Tres africanos se pegan puñetazos en la calle, ante la impasible mirada de ancianos, mujeres y niños, sentados en sillas de plástico. En muchos de los bloques de la Palmilla no hay buzones. Las cartas hacen equilibrio entre una tubería a la vista y un cable de electricidad pelado. "Mira, mira, tiene hasta radio". Juan Miguel es peón de albañil, y uno de los privilegiados del barrio. Compró su casa, de ochenta y seis metros cuadrados, por cuatro millones de pesetas. Y le ha puesto una bañera de hidromasaje para escuchar flamenco mientras se relaja, si es que puede o le dejan sus vecinos. Porque hablar de silencio es hacerlo de una utopía. En un bloque, una mujer esquizofrénica monta en cólera cuando las vecinas gitanas le hacen rabiar. Sus gritos rompen la barrera del sonido.

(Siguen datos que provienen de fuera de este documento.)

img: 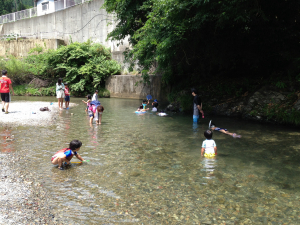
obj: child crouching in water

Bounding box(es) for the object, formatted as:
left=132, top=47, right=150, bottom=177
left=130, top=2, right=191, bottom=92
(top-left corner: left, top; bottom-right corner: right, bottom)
left=201, top=130, right=217, bottom=157
left=82, top=95, right=92, bottom=113
left=94, top=105, right=104, bottom=124
left=51, top=140, right=84, bottom=170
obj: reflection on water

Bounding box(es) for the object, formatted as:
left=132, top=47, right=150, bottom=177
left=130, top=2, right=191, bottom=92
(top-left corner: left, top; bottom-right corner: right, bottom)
left=201, top=157, right=217, bottom=184
left=0, top=98, right=300, bottom=224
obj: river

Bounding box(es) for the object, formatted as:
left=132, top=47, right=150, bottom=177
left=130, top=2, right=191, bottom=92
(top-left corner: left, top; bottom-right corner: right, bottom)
left=0, top=97, right=300, bottom=224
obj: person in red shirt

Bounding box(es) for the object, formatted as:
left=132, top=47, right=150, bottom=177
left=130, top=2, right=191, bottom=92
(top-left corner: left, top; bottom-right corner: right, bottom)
left=65, top=83, right=70, bottom=109
left=0, top=70, right=15, bottom=114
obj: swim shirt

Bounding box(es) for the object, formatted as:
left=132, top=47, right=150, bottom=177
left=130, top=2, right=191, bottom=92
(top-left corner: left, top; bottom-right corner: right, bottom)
left=0, top=76, right=11, bottom=93
left=65, top=86, right=70, bottom=96
left=202, top=139, right=217, bottom=154
left=92, top=93, right=98, bottom=101
left=215, top=127, right=227, bottom=131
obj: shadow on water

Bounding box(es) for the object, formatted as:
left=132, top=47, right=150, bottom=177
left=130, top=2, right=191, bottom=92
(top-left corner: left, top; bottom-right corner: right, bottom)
left=0, top=98, right=300, bottom=224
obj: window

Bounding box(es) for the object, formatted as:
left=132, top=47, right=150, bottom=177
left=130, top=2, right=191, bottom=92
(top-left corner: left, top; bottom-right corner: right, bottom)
left=42, top=2, right=49, bottom=11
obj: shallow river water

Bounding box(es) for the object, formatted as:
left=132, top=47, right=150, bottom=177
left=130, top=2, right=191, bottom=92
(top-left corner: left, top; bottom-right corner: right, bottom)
left=0, top=97, right=300, bottom=224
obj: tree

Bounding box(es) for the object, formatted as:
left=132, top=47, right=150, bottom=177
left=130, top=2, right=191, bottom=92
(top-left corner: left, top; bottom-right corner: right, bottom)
left=104, top=0, right=300, bottom=87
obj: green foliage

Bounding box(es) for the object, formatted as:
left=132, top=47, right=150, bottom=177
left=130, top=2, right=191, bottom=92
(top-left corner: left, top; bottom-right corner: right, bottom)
left=98, top=88, right=110, bottom=98
left=13, top=85, right=26, bottom=96
left=263, top=104, right=300, bottom=125
left=14, top=85, right=56, bottom=96
left=104, top=0, right=300, bottom=88
left=26, top=41, right=121, bottom=95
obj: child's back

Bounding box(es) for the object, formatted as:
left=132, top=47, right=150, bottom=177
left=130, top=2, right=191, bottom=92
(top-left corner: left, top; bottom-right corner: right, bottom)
left=201, top=130, right=217, bottom=157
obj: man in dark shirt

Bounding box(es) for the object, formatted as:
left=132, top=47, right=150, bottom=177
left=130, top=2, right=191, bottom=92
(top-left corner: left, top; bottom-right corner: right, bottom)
left=191, top=88, right=203, bottom=123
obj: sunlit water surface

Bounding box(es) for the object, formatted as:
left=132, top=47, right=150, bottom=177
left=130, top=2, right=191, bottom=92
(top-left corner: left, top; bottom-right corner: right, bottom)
left=0, top=97, right=300, bottom=224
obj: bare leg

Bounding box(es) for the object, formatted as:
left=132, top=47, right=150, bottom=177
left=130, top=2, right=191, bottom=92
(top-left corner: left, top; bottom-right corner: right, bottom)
left=5, top=102, right=9, bottom=112
left=99, top=114, right=102, bottom=124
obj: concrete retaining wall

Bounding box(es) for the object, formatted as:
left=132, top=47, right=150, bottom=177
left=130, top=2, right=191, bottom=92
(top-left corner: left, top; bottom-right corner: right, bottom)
left=0, top=0, right=129, bottom=52
left=0, top=39, right=64, bottom=57
left=105, top=75, right=170, bottom=101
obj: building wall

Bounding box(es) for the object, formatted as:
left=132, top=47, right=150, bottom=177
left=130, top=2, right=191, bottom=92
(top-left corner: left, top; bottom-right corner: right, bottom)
left=105, top=75, right=169, bottom=101
left=0, top=0, right=129, bottom=52
left=0, top=39, right=64, bottom=57
left=36, top=0, right=55, bottom=16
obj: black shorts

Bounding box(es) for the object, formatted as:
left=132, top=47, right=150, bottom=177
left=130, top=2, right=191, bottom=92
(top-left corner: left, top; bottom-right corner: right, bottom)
left=1, top=93, right=10, bottom=102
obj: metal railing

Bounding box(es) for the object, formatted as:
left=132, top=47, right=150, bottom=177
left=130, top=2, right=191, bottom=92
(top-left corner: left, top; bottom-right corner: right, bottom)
left=0, top=0, right=90, bottom=24
left=0, top=7, right=37, bottom=24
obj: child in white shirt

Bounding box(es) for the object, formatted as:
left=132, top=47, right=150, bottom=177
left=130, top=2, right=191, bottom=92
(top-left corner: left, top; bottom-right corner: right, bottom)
left=201, top=130, right=217, bottom=157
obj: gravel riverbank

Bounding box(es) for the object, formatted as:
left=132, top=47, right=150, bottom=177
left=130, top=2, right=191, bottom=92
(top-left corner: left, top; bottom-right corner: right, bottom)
left=0, top=101, right=74, bottom=224
left=0, top=101, right=75, bottom=126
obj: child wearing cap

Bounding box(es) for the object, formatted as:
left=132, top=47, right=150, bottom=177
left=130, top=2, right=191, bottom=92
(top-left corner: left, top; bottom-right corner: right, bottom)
left=51, top=140, right=84, bottom=170
left=152, top=99, right=158, bottom=112
left=64, top=83, right=70, bottom=109
left=92, top=90, right=99, bottom=101
left=201, top=130, right=217, bottom=158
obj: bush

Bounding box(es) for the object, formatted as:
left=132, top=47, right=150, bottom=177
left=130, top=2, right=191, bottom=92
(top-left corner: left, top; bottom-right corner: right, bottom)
left=26, top=41, right=121, bottom=96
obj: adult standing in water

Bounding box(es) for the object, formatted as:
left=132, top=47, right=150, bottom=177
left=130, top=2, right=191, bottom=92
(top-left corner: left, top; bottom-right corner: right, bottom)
left=0, top=70, right=15, bottom=114
left=56, top=78, right=65, bottom=109
left=191, top=88, right=203, bottom=123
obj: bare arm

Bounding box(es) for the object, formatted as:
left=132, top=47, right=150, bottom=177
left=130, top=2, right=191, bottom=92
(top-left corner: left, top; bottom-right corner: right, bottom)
left=9, top=84, right=15, bottom=95
left=201, top=148, right=205, bottom=156
left=76, top=153, right=84, bottom=161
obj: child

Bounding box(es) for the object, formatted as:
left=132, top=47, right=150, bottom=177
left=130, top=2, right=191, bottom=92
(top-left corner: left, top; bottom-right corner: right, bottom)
left=152, top=99, right=158, bottom=112
left=210, top=123, right=242, bottom=138
left=94, top=105, right=104, bottom=124
left=65, top=83, right=70, bottom=109
left=92, top=90, right=98, bottom=101
left=82, top=95, right=92, bottom=112
left=201, top=130, right=217, bottom=157
left=51, top=140, right=84, bottom=170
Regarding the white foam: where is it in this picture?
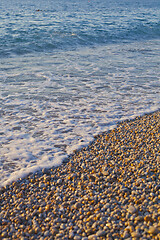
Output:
[0,41,160,185]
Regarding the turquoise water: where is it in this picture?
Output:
[0,0,160,185]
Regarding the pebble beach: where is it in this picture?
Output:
[0,111,160,240]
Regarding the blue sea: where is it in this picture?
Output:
[0,0,160,186]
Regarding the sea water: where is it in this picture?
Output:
[0,0,160,186]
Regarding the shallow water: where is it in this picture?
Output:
[0,1,160,185]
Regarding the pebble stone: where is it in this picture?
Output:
[0,111,160,240]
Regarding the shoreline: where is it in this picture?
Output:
[0,110,160,240]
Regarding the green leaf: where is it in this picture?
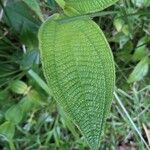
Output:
[23,0,44,21]
[0,121,15,141]
[10,80,28,94]
[39,15,115,150]
[4,1,41,48]
[5,105,23,124]
[62,0,118,14]
[128,57,150,83]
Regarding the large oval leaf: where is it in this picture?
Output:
[65,0,118,14]
[39,15,114,150]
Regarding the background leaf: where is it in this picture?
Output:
[65,0,118,14]
[23,0,43,21]
[128,57,150,83]
[39,15,115,150]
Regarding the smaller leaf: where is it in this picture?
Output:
[0,121,15,141]
[128,57,150,83]
[10,80,28,94]
[5,105,23,124]
[23,0,44,21]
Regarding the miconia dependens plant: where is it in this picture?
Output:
[39,0,117,150]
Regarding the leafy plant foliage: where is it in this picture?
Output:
[39,1,115,150]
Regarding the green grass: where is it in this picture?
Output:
[0,0,150,150]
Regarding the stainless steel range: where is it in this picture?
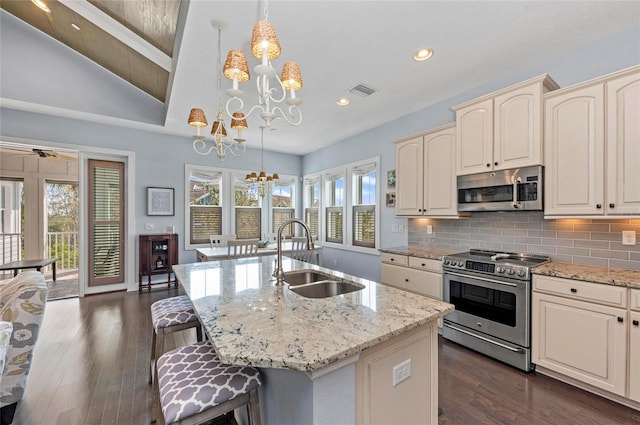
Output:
[442,250,549,371]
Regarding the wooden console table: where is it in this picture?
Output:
[0,258,58,282]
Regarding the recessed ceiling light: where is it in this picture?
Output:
[413,48,433,62]
[31,0,51,13]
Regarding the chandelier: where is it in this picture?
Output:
[244,126,280,198]
[223,1,302,127]
[187,20,247,161]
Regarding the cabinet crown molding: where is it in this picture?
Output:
[451,74,560,112]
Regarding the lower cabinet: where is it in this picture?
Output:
[381,252,442,300]
[629,289,640,403]
[356,324,438,425]
[531,276,639,398]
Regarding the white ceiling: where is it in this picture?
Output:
[1,0,640,154]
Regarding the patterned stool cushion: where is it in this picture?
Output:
[158,341,261,424]
[151,295,198,331]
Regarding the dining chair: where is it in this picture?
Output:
[209,235,236,248]
[227,239,260,258]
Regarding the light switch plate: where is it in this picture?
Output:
[393,359,411,387]
[622,230,636,245]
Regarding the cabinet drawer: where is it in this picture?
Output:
[382,264,442,300]
[629,289,640,311]
[380,252,409,267]
[409,257,442,273]
[533,276,627,308]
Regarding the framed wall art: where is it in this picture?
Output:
[387,170,396,189]
[147,187,175,215]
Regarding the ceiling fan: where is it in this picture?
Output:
[0,145,78,162]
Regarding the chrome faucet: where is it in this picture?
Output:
[273,218,314,286]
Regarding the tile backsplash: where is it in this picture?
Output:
[409,211,640,270]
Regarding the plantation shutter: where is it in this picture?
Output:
[89,160,125,286]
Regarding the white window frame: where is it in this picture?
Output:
[316,156,382,254]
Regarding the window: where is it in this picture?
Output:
[312,157,380,252]
[271,179,296,239]
[351,163,376,248]
[189,170,222,244]
[233,175,262,239]
[325,173,345,243]
[304,176,320,240]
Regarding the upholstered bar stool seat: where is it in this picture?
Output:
[149,295,203,382]
[157,341,261,425]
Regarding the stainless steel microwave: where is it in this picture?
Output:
[458,166,543,211]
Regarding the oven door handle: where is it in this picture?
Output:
[444,271,518,288]
[444,323,525,353]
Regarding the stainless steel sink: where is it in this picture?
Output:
[284,271,364,298]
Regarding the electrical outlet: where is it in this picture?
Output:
[622,230,636,245]
[393,359,411,387]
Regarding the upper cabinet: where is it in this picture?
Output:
[396,124,458,217]
[544,67,640,218]
[453,74,558,175]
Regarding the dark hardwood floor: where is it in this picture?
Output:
[8,287,640,425]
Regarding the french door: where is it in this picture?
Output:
[88,159,125,286]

Peor suerte que Juan Miguel, tiene el chatarrero de la zona, que cada día saca los kilos de hierro de su coche para dormir sobre los asientos tumbados. "No, mi mujer no duerme aquí", ella tiene el privilegio de dormir con sus dos hijos pequeños en casa de la madre. Los 100 euros que ganan de vez en cuando vendiendo desechos no le dan para más. En cualquier esquina se puede vivir. Una familia rumana con cinco miembros paga 240 euros "a un patrón" por un tugurio formado por cuatro puertas y unos cuantos materiales de deshecho.

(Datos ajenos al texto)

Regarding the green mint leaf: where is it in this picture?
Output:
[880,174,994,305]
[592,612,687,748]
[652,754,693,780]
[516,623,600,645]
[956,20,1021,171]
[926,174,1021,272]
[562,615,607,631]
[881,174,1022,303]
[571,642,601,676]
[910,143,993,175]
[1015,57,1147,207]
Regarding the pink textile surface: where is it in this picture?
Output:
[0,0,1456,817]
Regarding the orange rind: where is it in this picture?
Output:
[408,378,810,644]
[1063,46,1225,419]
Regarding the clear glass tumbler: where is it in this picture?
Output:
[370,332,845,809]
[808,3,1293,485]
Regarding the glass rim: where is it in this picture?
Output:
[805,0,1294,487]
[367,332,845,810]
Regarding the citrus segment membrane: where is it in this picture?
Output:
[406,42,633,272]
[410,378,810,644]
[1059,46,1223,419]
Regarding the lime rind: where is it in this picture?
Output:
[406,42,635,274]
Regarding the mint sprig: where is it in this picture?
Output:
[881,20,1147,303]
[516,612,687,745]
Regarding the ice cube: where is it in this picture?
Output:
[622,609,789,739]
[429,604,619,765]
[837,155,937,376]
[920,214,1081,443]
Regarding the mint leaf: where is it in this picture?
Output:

Junto a los bloques de posguerra, se ven coches deportivos sin ruedas sujetos por un ladrillo, grupos de música como "La Palmilla", que ensayan en una garaje, locales abandonados de los que sale el reguero de una fosa séptica de un hedor inaguantable. "Aquí hemos mamado de mafia hasta los párpados... Hemos extorsionado y cobrado, traficado, yo fui sicario..." canta un vecino de la zona, que bien podría haber puesto letra de rap a su biografía. Y en este distrito también se juegan muchas partidas de parchís en la calle. Para paliar los lunes al sol, y los martes, y los miércoles.... José Antonio, "el Carpena", apura las horas antes de entrar en la cárcel de Alhaurín de la Torre.
Es uno de los cientos de "Farruquitos" anónimos que hay en nuestro país. "Iba sin carnet y sin seguro y atropellé a una niña. Creo que sólo le rompí el brazo. Pero me di a la fuga porque me iban a matar sus familiares". Fue en el 2000. Hace siete años. Hoy está rehabilitado. Pero la justicia solo sabe de leyes. Le espera un año de condena. "No se da cuenta de lo que deja aquí", confiesa entre lágrimas su mujer.